The Design Of The VHF Low Noise Amplifier

The 21st century is the era of rapid development of information technology, and electronic technology based on micro-electronic is the material base for promote information development. The wireless communications IC consists of transmitter modules and receiver modules. Low Noise Amplifier (LNA) is the key in receiver modules, and it is widely used in Universe Communication, Radars, Electronic Countermeasures, Telemetry and Remote Mapping, Radio Astronomy, Geodetic, Microwave Communications, etc.The main effect of the LNA is to amplify the weak signals received from the antenna, the transient electromagnetic signals from the geological exploration, the weak signals from the sensor and so on. At the same time reduce the noise interference, so that the required information can be demodulated. Therefore, the design of low noise amplifier is crucial to the receiver, and it directly affects the performance of the overall system, especially the sensitivity of the receiver.
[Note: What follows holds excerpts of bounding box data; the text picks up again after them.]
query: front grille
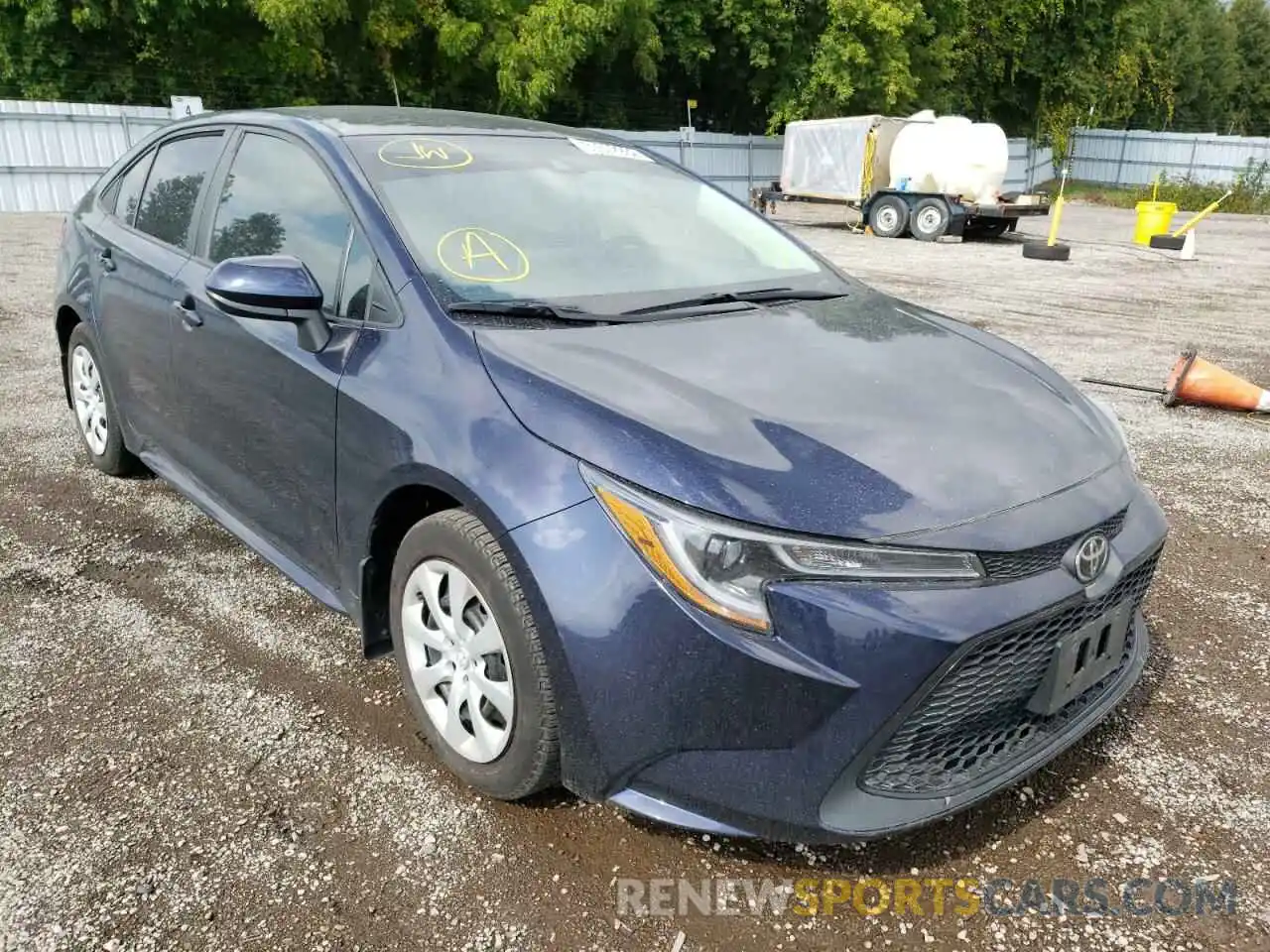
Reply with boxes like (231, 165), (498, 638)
(861, 552), (1160, 796)
(979, 508), (1129, 579)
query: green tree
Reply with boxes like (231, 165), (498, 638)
(1229, 0), (1270, 136)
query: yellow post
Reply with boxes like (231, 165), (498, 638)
(1047, 191), (1063, 248)
(1045, 165), (1067, 248)
(1174, 191), (1234, 237)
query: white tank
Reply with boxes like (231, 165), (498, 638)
(890, 110), (1010, 202)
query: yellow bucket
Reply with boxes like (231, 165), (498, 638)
(1133, 202), (1178, 245)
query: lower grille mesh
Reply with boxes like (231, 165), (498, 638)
(862, 552), (1160, 796)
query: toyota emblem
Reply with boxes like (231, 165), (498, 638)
(1072, 532), (1111, 585)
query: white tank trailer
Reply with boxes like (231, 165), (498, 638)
(750, 110), (1049, 241)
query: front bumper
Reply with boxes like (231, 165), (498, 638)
(513, 479), (1166, 843)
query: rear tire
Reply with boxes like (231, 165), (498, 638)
(64, 323), (141, 476)
(908, 198), (952, 241)
(389, 509), (560, 799)
(1024, 241), (1072, 262)
(869, 195), (908, 237)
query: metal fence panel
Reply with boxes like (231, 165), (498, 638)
(0, 99), (172, 212)
(15, 99), (1270, 212)
(1072, 130), (1270, 185)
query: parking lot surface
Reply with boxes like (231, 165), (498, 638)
(0, 205), (1270, 952)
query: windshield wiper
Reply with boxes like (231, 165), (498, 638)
(622, 289), (847, 314)
(445, 300), (645, 323)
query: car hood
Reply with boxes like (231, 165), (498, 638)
(476, 291), (1123, 539)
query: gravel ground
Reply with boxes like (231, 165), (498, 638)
(0, 205), (1270, 952)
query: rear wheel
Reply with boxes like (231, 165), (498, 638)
(66, 323), (141, 476)
(869, 195), (908, 237)
(909, 198), (952, 241)
(390, 509), (559, 799)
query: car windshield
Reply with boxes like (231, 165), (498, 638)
(348, 135), (845, 313)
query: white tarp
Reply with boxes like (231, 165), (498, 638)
(781, 115), (908, 202)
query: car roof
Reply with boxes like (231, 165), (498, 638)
(187, 105), (612, 141)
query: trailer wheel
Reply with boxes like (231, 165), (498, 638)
(909, 198), (952, 241)
(869, 195), (908, 237)
(1024, 241), (1072, 262)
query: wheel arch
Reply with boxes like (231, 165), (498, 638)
(55, 304), (83, 407)
(357, 468), (607, 799)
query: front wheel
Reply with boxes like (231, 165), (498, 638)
(869, 195), (908, 237)
(66, 323), (141, 476)
(390, 509), (559, 799)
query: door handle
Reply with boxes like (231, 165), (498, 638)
(172, 296), (203, 327)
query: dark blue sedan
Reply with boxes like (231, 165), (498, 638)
(56, 108), (1166, 842)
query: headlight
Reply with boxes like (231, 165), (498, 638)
(581, 466), (984, 632)
(1085, 396), (1138, 472)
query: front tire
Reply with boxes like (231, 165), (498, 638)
(869, 195), (908, 237)
(66, 323), (141, 476)
(390, 509), (560, 799)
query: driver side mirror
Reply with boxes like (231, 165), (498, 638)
(205, 255), (330, 354)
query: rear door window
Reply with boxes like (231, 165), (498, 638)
(105, 153), (155, 225)
(135, 132), (222, 251)
(210, 132), (359, 314)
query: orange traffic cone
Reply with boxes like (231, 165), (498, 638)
(1165, 350), (1270, 414)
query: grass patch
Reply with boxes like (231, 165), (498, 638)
(1035, 162), (1270, 214)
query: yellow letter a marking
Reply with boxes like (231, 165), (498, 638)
(463, 231), (512, 272)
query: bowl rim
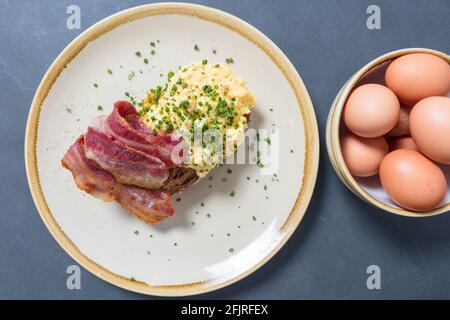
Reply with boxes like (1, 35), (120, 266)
(326, 48), (450, 218)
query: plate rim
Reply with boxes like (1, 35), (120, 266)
(24, 2), (320, 297)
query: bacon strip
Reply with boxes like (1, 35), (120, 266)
(84, 128), (169, 189)
(61, 136), (174, 224)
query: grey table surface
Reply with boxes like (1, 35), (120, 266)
(0, 0), (450, 299)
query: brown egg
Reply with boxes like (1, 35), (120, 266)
(387, 105), (411, 137)
(409, 97), (450, 164)
(341, 132), (389, 177)
(343, 83), (400, 138)
(385, 53), (450, 106)
(380, 149), (447, 211)
(388, 137), (419, 151)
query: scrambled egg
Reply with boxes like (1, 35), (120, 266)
(139, 60), (255, 177)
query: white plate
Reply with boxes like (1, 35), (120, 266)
(25, 3), (319, 296)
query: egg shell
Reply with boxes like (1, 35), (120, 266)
(388, 137), (419, 151)
(341, 132), (389, 177)
(409, 97), (450, 164)
(385, 53), (450, 106)
(387, 105), (411, 137)
(343, 83), (400, 138)
(380, 149), (447, 211)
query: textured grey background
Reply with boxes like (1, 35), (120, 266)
(0, 0), (450, 299)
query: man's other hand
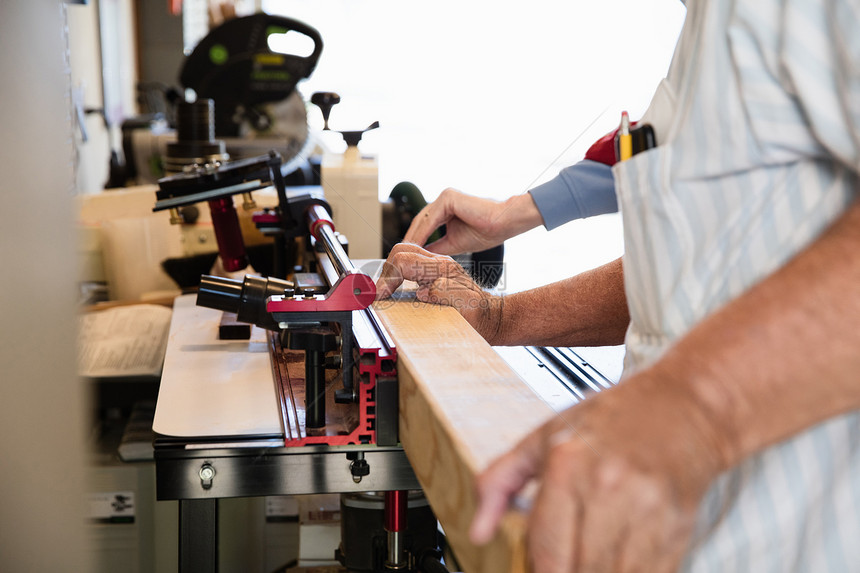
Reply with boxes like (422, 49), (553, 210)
(376, 243), (502, 342)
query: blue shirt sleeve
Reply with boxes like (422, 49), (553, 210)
(529, 159), (618, 230)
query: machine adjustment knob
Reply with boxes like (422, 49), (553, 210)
(197, 462), (215, 489)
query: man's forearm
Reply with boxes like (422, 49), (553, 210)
(488, 259), (630, 346)
(631, 197), (860, 467)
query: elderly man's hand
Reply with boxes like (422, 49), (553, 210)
(403, 189), (542, 255)
(470, 366), (723, 573)
(376, 243), (503, 342)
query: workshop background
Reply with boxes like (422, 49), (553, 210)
(0, 0), (684, 571)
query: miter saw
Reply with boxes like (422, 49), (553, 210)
(179, 13), (323, 160)
(122, 13), (323, 184)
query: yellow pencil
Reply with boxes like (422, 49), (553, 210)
(618, 111), (633, 161)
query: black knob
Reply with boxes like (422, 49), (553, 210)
(311, 92), (340, 130)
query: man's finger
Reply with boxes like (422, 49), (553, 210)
(424, 235), (461, 255)
(469, 432), (542, 545)
(403, 202), (446, 245)
(376, 243), (456, 300)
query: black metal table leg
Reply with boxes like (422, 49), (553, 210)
(179, 499), (218, 573)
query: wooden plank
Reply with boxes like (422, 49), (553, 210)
(375, 293), (554, 573)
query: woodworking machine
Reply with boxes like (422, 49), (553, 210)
(154, 152), (441, 572)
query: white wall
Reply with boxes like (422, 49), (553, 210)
(0, 0), (91, 572)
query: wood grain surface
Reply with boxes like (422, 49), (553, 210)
(375, 293), (554, 573)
Low noise, high gain and wide-band become the developmental tendency of LNA.This paper describes the basic theory of low noise amplifier and also gives a brief introduction of system noise and its measurement technology. Then it presents the difficulties about the design of low noise amplifier after reading a large number of literatures, including the matching network, the stability of the transistor and so on. In the VHF low noise amplifier, this paper proposes a way of capacitor feedback which can make the noise figure and input match to achieve a good compromise.In this paper, the low noise, high electron mobility transistor ATF-54143 of Agilent Company is used. Combining the radio frequency software ADS (Advanced Design System 2008), the input and output matching network and the bias circuit of the LNA are designed. Considering several performance indexes including gain, noise figure, VSWR, the LNA is further optimized. The layout is simulated with Momentum simulator in ADS. Finally, the PCB layout of the circuit is realized by the software Protel DXP, and the physical production, measurement and debugging of the circuit are completed. The testing results of the LNA show that power gain is 23dB, and the NF is about 0.6dB. The project demand is achieved.